In underwater environments, variations in suspended particle concentration and turbidity cause severe image degradation, posing significant challenges to image enhancement (IE) and object detection (OD) tasks. Currently, in-air image enhancement and detection methods have made notable progress, but their application in underwater conditions is limited due to the complexity and variability of these environments. Fine-tuning in-air models saves high overhead and has more optional reference work than building an underwater model from scratch. To address these issues, we design a transfer plugin with multiple priors for converting in-air models to underwater applications, named IA2U. IA2U enables efficient application in underwater scenarios, thereby improving performance in Underwater IE and OD. IA2U integrates three types of underwater priors: the water type prior that characterizes the degree of image degradation, such as color and visibility; the degradation prior, focusing on differences in details and textures; and the sample prior, considering the environmental conditions at the time of capture and the characteristics of the photographed object. Utilizing a Transformer-like structure, IA2U employs these priors as query conditions and a joint task loss function to achieve hierarchical enhancement of task-level underwater image features, therefore considering the requirements of two different tasks, IE and OD. Experimental results show that IA2U combined with an in-air model can achieve superior performance in underwater image enhancement and object detection tasks. The code will be made publicly available.
Paper Structure (13 sections, 13 equations, 8 figures, 4 tables)

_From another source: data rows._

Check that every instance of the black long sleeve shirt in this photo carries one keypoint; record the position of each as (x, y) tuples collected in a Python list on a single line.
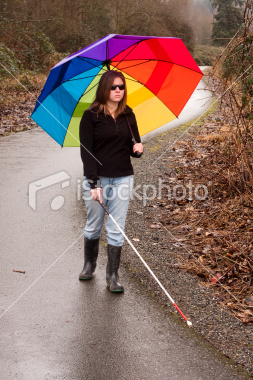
[(106, 145)]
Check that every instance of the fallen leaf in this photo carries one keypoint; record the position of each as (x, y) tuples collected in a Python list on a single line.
[(249, 300), (216, 278), (154, 226)]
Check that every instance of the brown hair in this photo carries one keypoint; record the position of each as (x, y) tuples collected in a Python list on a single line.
[(103, 93)]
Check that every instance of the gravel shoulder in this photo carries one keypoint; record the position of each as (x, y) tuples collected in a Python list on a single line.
[(161, 252)]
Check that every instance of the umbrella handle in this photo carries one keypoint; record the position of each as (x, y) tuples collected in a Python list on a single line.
[(138, 154)]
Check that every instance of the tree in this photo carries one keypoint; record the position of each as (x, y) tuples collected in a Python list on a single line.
[(228, 19)]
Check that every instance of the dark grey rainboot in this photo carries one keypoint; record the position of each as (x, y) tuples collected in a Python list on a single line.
[(112, 277), (90, 258)]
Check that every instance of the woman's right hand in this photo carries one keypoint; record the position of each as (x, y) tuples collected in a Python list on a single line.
[(97, 194)]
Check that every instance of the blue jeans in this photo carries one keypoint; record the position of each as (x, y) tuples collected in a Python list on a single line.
[(116, 193)]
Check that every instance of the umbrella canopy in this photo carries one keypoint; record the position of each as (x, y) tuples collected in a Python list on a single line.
[(160, 73)]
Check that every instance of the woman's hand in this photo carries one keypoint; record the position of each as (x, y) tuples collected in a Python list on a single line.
[(97, 194), (138, 148)]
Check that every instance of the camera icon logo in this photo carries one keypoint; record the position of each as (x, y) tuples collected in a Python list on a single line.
[(58, 201)]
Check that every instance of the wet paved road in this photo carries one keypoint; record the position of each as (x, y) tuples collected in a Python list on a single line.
[(51, 325)]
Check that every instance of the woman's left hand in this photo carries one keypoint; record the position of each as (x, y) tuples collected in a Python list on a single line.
[(138, 148)]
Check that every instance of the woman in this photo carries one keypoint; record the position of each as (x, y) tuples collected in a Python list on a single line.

This paper contains 13 sections, 13 equations, 8 figures, 4 tables.

Figures (8)

  • Figure 1: Illustrate the overall process of (a) image enhancement, (b) task-driven image enhancement, (c) feature enhancement, and (d) proposed IA2U. In particular, the IE for image enhancement. IFE presents image feature enhancement. OD for object detection, and IE/OD Loss is the loss function for the corresponding task.
  • Figure 2: Overview architecture of the IA2U method. The underwater image is passed through the classifier to obtain two prior knowledge of water type and degradation features and combined with the features in FEN to generate Query. Next, the generated Query is fed to the Attention module in FEN for feature refinement. Finally, the feature increments are combined with the original image through the residual connection to feed the subsequent IE and OD network.
  • Figure 3: Prior Selection in IA2U Model. Top row: Degradation prior knowledge in various water types, emphasizing different degradation levels. Bottom row: Sample prior knowledge, categorized by differences in ambient lighting and object characteristics.
  • Figure 4: Structure of the Priori Query Generator (PQG). Depicting classifier predictions (CLASS) and middle layer features (R), with $F_{j}$ representing the output of the $j$th layer of the FEN network
  • Figure 5: Structure of Multi-Scale Feature Aggregation (MSFA): Integrating Depth-Wise Convolution (DWC) and Adaptive Average Pooling (AAP).